Kafka Streams application - new topology deployment

What are the strategies to deploy application based on Kafka Streams, with a new topology, but same input topics, so that no records are missed, and no duplicates are sent downstream? Bumping application id causes new consumer group to be created, which offsets will be set according to auto.offset.reset config parameter. Assuming the requirement for exactly-once processing - what are the approaches to resume processing from offsets committed by the previous version of the application?

2 Likes

Hi @yagiel!

Currently, the official strategy is to use a new application.id or to reset the application and reprocess historical data. That is needed because the new topology might be incompatible with the old topology and errors with the states and the repartition topics may arise. Additionally, also the semantics of the processing may be changed with the new topology (but that is probably the reason to change the topology).

However, there are certainly cases where the new topology is compatible with the old one and the topology can be changed without the need for changing the application.id or reset the application.

So it depends on the changes to the topology.
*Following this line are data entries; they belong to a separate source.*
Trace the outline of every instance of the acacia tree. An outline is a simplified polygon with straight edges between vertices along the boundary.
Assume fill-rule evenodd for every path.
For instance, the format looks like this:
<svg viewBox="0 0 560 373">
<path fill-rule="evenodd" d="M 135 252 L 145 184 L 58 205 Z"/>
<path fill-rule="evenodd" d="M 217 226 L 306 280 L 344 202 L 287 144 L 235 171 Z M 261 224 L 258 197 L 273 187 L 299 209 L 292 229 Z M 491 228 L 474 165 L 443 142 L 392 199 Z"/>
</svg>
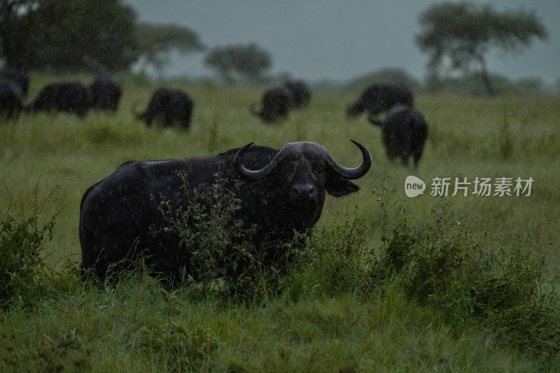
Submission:
<svg viewBox="0 0 560 373">
<path fill-rule="evenodd" d="M 438 80 L 447 64 L 451 70 L 467 73 L 477 66 L 486 90 L 494 94 L 484 56 L 493 49 L 519 52 L 533 37 L 545 39 L 547 31 L 533 12 L 494 11 L 489 6 L 442 3 L 420 17 L 423 29 L 416 36 L 420 49 L 430 55 L 428 76 Z"/>
<path fill-rule="evenodd" d="M 216 48 L 208 54 L 204 64 L 216 70 L 225 83 L 231 84 L 243 80 L 258 82 L 272 62 L 267 52 L 251 43 Z"/>
<path fill-rule="evenodd" d="M 140 69 L 151 65 L 160 69 L 169 62 L 169 52 L 175 50 L 181 54 L 204 50 L 197 34 L 176 25 L 139 24 L 136 26 Z"/>
<path fill-rule="evenodd" d="M 134 17 L 120 0 L 2 0 L 0 55 L 13 69 L 124 69 L 136 58 Z"/>
</svg>

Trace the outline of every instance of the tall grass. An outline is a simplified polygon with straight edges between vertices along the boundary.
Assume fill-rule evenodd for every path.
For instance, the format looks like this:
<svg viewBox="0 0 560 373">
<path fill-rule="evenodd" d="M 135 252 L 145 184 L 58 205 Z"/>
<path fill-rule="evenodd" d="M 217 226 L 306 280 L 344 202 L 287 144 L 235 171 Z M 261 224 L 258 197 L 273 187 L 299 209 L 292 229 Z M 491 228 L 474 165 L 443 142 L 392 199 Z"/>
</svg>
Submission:
<svg viewBox="0 0 560 373">
<path fill-rule="evenodd" d="M 51 79 L 33 78 L 31 97 Z M 39 250 L 18 269 L 35 282 L 2 290 L 0 370 L 557 370 L 556 99 L 419 97 L 430 134 L 412 170 L 386 159 L 379 129 L 365 118 L 344 117 L 353 97 L 317 92 L 309 109 L 265 125 L 248 112 L 259 90 L 175 82 L 195 101 L 186 132 L 136 121 L 134 110 L 157 85 L 121 78 L 115 115 L 0 124 L 3 221 L 27 227 L 18 232 L 37 237 Z M 170 288 L 141 262 L 114 284 L 81 281 L 80 199 L 122 162 L 309 140 L 354 167 L 351 139 L 372 153 L 372 171 L 356 181 L 358 195 L 327 198 L 313 234 L 296 237 L 288 249 L 297 260 L 284 268 L 257 268 L 234 292 Z M 435 177 L 535 181 L 529 197 L 426 190 L 411 199 L 410 174 L 428 188 Z M 57 198 L 41 202 L 50 191 Z"/>
</svg>

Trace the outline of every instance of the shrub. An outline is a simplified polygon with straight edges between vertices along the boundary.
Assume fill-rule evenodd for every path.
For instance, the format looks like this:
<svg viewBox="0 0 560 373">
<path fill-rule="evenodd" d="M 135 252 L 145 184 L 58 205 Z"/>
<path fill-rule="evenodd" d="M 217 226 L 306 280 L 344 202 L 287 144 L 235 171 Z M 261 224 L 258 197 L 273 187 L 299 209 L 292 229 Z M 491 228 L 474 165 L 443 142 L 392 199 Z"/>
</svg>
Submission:
<svg viewBox="0 0 560 373">
<path fill-rule="evenodd" d="M 184 281 L 214 286 L 215 280 L 221 279 L 227 288 L 255 259 L 247 250 L 255 230 L 244 228 L 235 217 L 240 204 L 235 195 L 239 185 L 218 171 L 214 184 L 190 192 L 184 171 L 177 174 L 183 179 L 184 192 L 174 200 L 160 202 L 166 225 L 151 230 L 176 234 L 180 246 L 191 252 L 192 273 L 185 273 Z"/>
<path fill-rule="evenodd" d="M 478 323 L 522 349 L 557 350 L 559 281 L 546 266 L 547 248 L 444 204 L 430 216 L 416 226 L 402 216 L 385 246 L 406 293 L 454 325 Z"/>
</svg>

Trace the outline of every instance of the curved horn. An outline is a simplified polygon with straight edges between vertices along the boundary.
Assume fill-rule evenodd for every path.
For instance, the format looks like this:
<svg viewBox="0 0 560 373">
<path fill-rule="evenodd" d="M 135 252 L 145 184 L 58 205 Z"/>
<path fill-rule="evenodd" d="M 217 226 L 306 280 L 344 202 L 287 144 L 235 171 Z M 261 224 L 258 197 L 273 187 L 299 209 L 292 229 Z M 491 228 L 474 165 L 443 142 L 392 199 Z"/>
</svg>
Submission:
<svg viewBox="0 0 560 373">
<path fill-rule="evenodd" d="M 287 150 L 290 144 L 286 144 L 282 147 L 281 149 L 274 155 L 270 162 L 260 169 L 251 170 L 245 168 L 243 165 L 243 154 L 253 143 L 249 143 L 243 148 L 237 150 L 235 153 L 235 157 L 233 158 L 233 165 L 235 167 L 235 171 L 239 174 L 241 177 L 248 181 L 256 181 L 265 178 L 267 175 L 274 169 L 278 162 L 285 157 L 285 155 L 289 151 Z"/>
<path fill-rule="evenodd" d="M 355 141 L 354 140 L 350 141 L 354 143 L 362 152 L 362 157 L 363 159 L 361 164 L 354 169 L 348 169 L 335 162 L 335 160 L 333 160 L 332 157 L 331 157 L 328 153 L 327 153 L 326 158 L 327 162 L 329 164 L 329 165 L 344 178 L 348 180 L 356 180 L 356 178 L 360 178 L 365 175 L 370 170 L 370 167 L 372 165 L 372 156 L 370 155 L 370 152 L 368 151 L 368 149 L 365 148 L 365 146 L 358 141 Z"/>
<path fill-rule="evenodd" d="M 245 150 L 246 150 L 253 143 L 255 143 L 250 142 L 245 146 L 241 148 L 239 150 L 237 150 L 237 153 L 235 153 L 235 157 L 233 157 L 233 166 L 235 167 L 235 171 L 237 171 L 237 174 L 239 174 L 241 178 L 249 181 L 256 181 L 257 180 L 260 180 L 264 178 L 270 171 L 270 170 L 267 170 L 265 173 L 263 171 L 267 168 L 267 166 L 260 170 L 253 171 L 247 169 L 245 168 L 245 166 L 243 165 L 243 154 L 245 153 Z"/>
</svg>

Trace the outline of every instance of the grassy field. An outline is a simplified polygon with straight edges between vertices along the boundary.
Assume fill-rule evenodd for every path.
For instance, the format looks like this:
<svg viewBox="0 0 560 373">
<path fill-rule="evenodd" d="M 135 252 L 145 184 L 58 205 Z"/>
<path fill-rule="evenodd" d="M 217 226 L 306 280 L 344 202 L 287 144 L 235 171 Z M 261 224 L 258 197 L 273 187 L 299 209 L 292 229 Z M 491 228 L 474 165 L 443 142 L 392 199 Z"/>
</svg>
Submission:
<svg viewBox="0 0 560 373">
<path fill-rule="evenodd" d="M 30 97 L 48 81 L 33 77 Z M 508 338 L 519 336 L 507 334 L 505 324 L 491 328 L 491 323 L 451 320 L 430 306 L 430 298 L 411 294 L 403 276 L 370 279 L 368 286 L 363 286 L 360 278 L 327 290 L 318 284 L 332 274 L 332 268 L 302 267 L 303 274 L 289 274 L 282 283 L 290 285 L 279 291 L 269 288 L 266 296 L 224 300 L 219 292 L 195 286 L 172 290 L 141 274 L 115 286 L 92 287 L 78 281 L 72 268 L 80 260 L 82 195 L 127 160 L 216 154 L 251 141 L 279 148 L 307 140 L 323 145 L 342 164 L 355 167 L 360 160 L 350 142 L 354 139 L 372 153 L 372 169 L 356 181 L 358 193 L 327 197 L 318 232 L 331 229 L 342 234 L 348 220 L 363 227 L 359 234 L 365 247 L 386 248 L 390 237 L 408 234 L 399 225 L 403 216 L 406 227 L 433 222 L 437 216 L 431 211 L 443 203 L 448 211 L 468 211 L 472 219 L 479 219 L 472 230 L 464 231 L 467 236 L 484 232 L 488 239 L 501 242 L 503 227 L 522 237 L 530 234 L 531 246 L 524 248 L 548 250 L 543 267 L 547 271 L 560 260 L 558 98 L 418 97 L 416 106 L 428 122 L 429 136 L 420 165 L 413 169 L 386 160 L 379 129 L 365 117 L 345 118 L 344 109 L 357 93 L 316 92 L 309 108 L 293 112 L 284 122 L 265 125 L 248 111 L 260 99 L 259 90 L 167 83 L 194 99 L 192 126 L 187 132 L 147 128 L 136 120 L 133 113 L 144 108 L 157 85 L 134 76 L 122 77 L 122 82 L 125 93 L 114 115 L 90 112 L 80 120 L 65 114 L 24 114 L 16 122 L 0 123 L 0 211 L 4 213 L 11 203 L 19 215 L 28 216 L 37 199 L 53 192 L 41 214 L 48 220 L 57 213 L 52 239 L 43 253 L 47 267 L 59 273 L 48 276 L 46 293 L 38 291 L 36 297 L 29 296 L 31 301 L 15 302 L 1 311 L 0 370 L 534 372 L 560 367 L 556 349 L 512 343 Z M 424 195 L 405 195 L 409 175 L 426 182 Z M 465 177 L 470 182 L 477 177 L 531 177 L 533 182 L 530 196 L 517 197 L 512 188 L 511 196 L 478 196 L 472 194 L 472 185 L 469 195 L 451 196 L 455 178 Z M 451 178 L 447 197 L 430 195 L 435 178 Z M 406 212 L 400 213 L 403 209 Z M 398 227 L 398 234 L 391 233 Z M 456 232 L 461 247 L 470 249 L 463 231 Z M 326 247 L 336 253 L 336 241 Z M 424 247 L 422 242 L 419 247 Z M 519 255 L 507 260 L 524 258 Z M 304 290 L 294 290 L 297 283 Z M 315 286 L 318 290 L 313 290 Z M 551 340 L 558 340 L 559 330 L 548 331 Z"/>
</svg>

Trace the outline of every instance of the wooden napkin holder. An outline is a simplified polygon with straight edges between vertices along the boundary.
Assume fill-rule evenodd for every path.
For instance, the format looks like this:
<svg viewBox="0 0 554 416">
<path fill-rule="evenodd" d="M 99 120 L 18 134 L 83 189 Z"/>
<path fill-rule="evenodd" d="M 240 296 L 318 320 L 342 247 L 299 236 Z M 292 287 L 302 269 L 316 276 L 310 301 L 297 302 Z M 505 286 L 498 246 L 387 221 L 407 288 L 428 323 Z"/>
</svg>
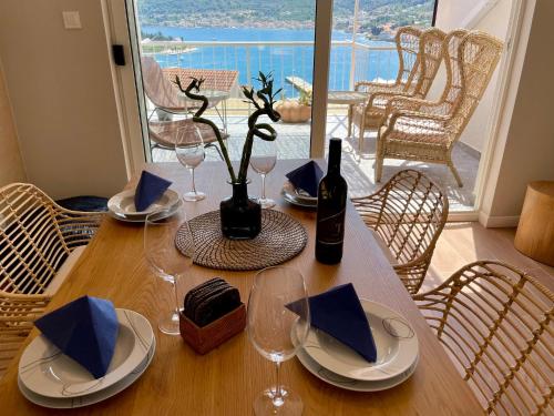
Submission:
<svg viewBox="0 0 554 416">
<path fill-rule="evenodd" d="M 203 327 L 197 326 L 183 312 L 178 315 L 181 336 L 196 353 L 202 355 L 243 332 L 246 327 L 246 307 L 244 303 Z"/>
</svg>

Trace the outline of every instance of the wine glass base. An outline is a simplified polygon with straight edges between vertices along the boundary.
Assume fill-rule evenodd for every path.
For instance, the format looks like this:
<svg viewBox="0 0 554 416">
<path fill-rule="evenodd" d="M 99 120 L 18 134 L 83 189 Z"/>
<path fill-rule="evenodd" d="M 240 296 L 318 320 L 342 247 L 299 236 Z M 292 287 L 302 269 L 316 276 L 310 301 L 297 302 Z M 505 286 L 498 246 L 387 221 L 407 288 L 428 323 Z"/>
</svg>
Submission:
<svg viewBox="0 0 554 416">
<path fill-rule="evenodd" d="M 166 335 L 181 335 L 177 313 L 160 318 L 157 328 Z"/>
<path fill-rule="evenodd" d="M 183 194 L 183 200 L 189 201 L 189 202 L 195 202 L 195 201 L 202 201 L 206 197 L 206 194 L 204 192 L 187 192 Z"/>
<path fill-rule="evenodd" d="M 300 396 L 281 386 L 283 398 L 275 397 L 275 386 L 264 390 L 254 399 L 254 413 L 256 416 L 263 415 L 301 415 L 304 403 Z"/>
<path fill-rule="evenodd" d="M 258 204 L 260 204 L 264 210 L 267 210 L 267 209 L 271 209 L 275 206 L 275 201 L 269 199 L 269 197 L 265 197 L 265 199 L 259 197 Z"/>
</svg>

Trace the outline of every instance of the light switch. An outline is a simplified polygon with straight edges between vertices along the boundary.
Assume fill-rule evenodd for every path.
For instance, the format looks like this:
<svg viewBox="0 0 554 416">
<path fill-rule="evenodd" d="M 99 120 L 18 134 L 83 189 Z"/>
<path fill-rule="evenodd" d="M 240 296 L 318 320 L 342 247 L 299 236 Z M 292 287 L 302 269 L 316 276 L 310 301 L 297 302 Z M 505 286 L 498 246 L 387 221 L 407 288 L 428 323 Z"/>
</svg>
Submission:
<svg viewBox="0 0 554 416">
<path fill-rule="evenodd" d="M 79 11 L 62 11 L 62 17 L 65 29 L 82 29 Z"/>
</svg>

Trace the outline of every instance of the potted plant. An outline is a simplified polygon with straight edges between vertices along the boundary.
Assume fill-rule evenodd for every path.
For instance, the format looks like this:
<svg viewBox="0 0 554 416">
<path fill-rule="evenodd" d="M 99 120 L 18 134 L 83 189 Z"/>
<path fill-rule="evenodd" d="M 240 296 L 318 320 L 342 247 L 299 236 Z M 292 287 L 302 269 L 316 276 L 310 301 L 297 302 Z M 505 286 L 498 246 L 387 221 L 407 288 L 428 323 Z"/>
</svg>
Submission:
<svg viewBox="0 0 554 416">
<path fill-rule="evenodd" d="M 275 110 L 285 123 L 305 123 L 311 119 L 311 91 L 300 91 L 297 100 L 280 100 Z"/>
<path fill-rule="evenodd" d="M 274 141 L 277 139 L 277 132 L 268 123 L 258 123 L 260 115 L 267 115 L 273 122 L 280 119 L 279 113 L 274 109 L 275 97 L 280 90 L 273 92 L 274 81 L 271 74 L 265 75 L 259 72 L 257 81 L 261 84 L 259 90 L 254 88 L 243 87 L 243 93 L 247 102 L 252 103 L 256 109 L 248 118 L 248 133 L 243 146 L 243 155 L 238 174 L 235 173 L 230 159 L 227 152 L 227 146 L 222 139 L 219 129 L 211 120 L 204 119 L 202 114 L 207 109 L 208 100 L 206 97 L 198 94 L 199 88 L 204 80 L 193 78 L 186 89 L 183 89 L 178 75 L 175 77 L 175 84 L 191 100 L 202 101 L 202 106 L 194 114 L 193 121 L 209 125 L 217 138 L 222 150 L 223 159 L 229 172 L 229 183 L 233 186 L 233 195 L 223 200 L 219 204 L 219 214 L 222 221 L 222 233 L 232 240 L 254 239 L 261 230 L 261 206 L 253 199 L 248 197 L 247 177 L 248 164 L 250 162 L 252 146 L 254 138 L 260 140 Z"/>
</svg>

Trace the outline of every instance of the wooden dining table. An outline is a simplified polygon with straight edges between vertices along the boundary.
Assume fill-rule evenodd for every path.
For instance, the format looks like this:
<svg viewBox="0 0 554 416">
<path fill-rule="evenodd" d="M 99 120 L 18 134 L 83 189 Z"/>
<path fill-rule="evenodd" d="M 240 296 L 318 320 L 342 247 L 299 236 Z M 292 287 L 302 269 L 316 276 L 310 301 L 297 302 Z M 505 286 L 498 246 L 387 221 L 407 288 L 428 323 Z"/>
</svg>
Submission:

We have discussed addition of topology evolution but we haven’t yet put it on our short-term roadmap.

Best,
Bruno

2 Likes

Thanks @Bruno for your reply. It’s absolutely correct, when topology changes (in a breaking way) internal topics and state stores get new names, thus it is required to bump application id or perform application reset.
It may be somewhat niche problem what I am referring to, but what I observed is that sometimes it is required to start processing from where former application version stopped (in terms of source topics).
For now, I guess, some solution could be to set offsets manually for a consumer group created for new application-id, but it is quite cumbersome task. Another approach may be to create completely separate stack, with different output topics as well, and then switch consumer’s at some point - but it brings a notion of coordinated deployments chain, which should be avoided.
Is there any KIP with ongoing discussion about topology evolution, or is it too early stage to create one?

Hi @yagiel,

The naming issue can be somehow alleviated by explicitly naming all your operators. That obviously needs to be done when the topology is created. But this does not guarantee compatibility in general.

I personally do not think that it is such a niche problem, because a topology needs to be upgraded sooner or later. The simpler such an upgrade is the better.

No, there hasn’t been a KIP, yet. Just some ideas that I discussed with some folks.

Best,
Bruno

2 Likes

Hi @Bruno,

I wondered if you could elaborate on why naming all your operators isn’t enough?

I also wondered where the best guidance on this topic is, preferably covering how to tell if your topology changes are compatible or not?

I ask because I agree the issue isn’t niche, but using a new application ID just to be safe isn’t very satisfying especially when you have lots of data that then needs to be reprocessed.

Hi @colijack,

Explicit naming helps when you add a new operator to your topology. Otherwise the names of your existing operators would change with automatic naming due to the changed order of the operators.
However, if you change a topology, you might also change the serialization format of data. For example, you might change the serialization format of an aggregate. Or you might add or remove a repartition step that changes the set of tasks that Streams distributes across the Streams instances that may affect rolling upgrades. Probably, there are also other changes to consider.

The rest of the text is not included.